# [Chinese NR] Que Jianyu - Feet: Single 38.18 Single, 46.88 Average



## Echo Cubing (Oct 6, 2014)

From MF8-China
Guangdong Open 2014, in Guangdong provice, Que Jianyu had a Rubik's Cube: with feet single result of 38.18 seconds, and average of 46.88 seconds (52.24,38.18,50.23), two feet NR, improving his Chongqing Open 2014 results.
He finished second in 3BLD with 1:11.47 single, and had a 3BLD average of 1:21.10 in the first round, and 7/8 multibld in 43:20.00 third place.
Congratulations Jianyu woo 9-year old kid!:tu:tu:tu


----------



## PJKCuber (Oct 6, 2014)

Meh, too many grammatical mistakes.


----------



## Echo Cubing (Oct 6, 2014)

Directly translate Chinese to English


----------



## cubizh (Oct 6, 2014)

PJKCuber said:


> Meh, too many grammatical mistakes.


These are fixed.
It would be cool, since you took the time to reply to the thread, if you could also take the time to comment on the actual thread content.

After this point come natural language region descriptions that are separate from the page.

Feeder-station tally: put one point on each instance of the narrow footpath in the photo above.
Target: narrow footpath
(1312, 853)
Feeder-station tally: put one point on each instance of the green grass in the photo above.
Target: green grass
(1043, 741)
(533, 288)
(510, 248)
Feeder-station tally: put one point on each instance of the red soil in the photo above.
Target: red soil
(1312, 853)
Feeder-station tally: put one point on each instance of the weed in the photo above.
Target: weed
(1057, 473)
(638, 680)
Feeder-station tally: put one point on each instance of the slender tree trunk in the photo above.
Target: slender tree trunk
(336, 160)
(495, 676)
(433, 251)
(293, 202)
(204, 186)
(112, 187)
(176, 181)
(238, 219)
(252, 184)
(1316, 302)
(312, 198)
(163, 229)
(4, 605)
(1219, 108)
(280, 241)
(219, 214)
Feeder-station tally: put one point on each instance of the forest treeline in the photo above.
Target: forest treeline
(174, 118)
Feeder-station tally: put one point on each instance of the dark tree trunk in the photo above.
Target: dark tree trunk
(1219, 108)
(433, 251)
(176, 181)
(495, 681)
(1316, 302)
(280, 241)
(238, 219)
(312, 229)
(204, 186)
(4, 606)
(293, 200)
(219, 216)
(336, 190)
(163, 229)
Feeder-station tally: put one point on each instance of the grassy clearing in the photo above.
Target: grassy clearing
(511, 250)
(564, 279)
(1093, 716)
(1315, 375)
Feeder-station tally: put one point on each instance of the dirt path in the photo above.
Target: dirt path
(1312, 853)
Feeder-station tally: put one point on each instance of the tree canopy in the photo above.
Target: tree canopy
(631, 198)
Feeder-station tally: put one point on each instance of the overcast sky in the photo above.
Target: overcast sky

I think this is an interesting turning style and good overall result for this competitor in other events as well, at that age.


----------



## Echo Cubing (Oct 6, 2014)

cubizh said:


> These are fixed.
> It would be cool, since you took the time to reply to the thread, if you could also take the time to comment on the actual thread content.
> 
> I think this is an interesting turning style and good overall result for this competitor in other events as well, at that age.

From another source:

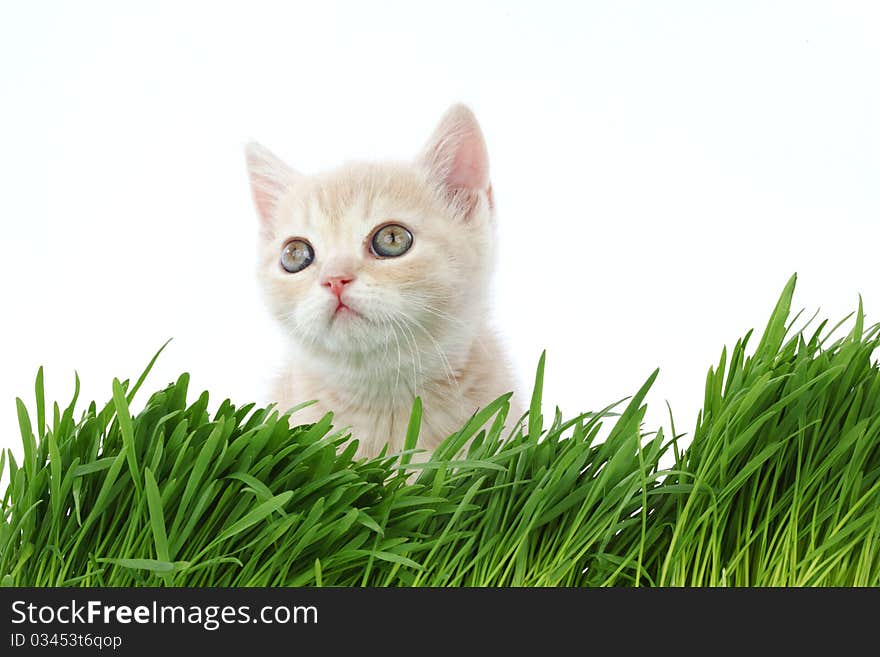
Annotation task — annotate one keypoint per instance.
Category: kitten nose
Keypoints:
(337, 283)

Yes ,he is only 9 years old.It's great in China.


----------



## RayLam (Oct 6, 2014)

yea,a 9-yr-old guy,it's hard to believe he unpredicably broke NRs and PBs.He's promising though his father enfoced him to practice cubing...


----------



## Ninja Storm (Oct 6, 2014)

RayLam said:


> though his father enfoced him to practice cubing...



That's something. I'd hate to cube if I was forced to.


----------



## guysensei1 (Oct 6, 2014)

nice job!



RayLam said:


> He's promising though his father enfoced him to practice cubing...


This is just too stereotypical Asian.


----------



## antoineccantin (Oct 6, 2014)

What the hell, this looks so sped up/fake.

He should really work on his turn style and reducing rotations


----------



## CHJ (Oct 6, 2014)

i would GJ this but i disapprove of the turnstyle


----------



## giorgi (Oct 6, 2014)

gj! amazing! and he is only 9  congratulations Que Jianyu


----------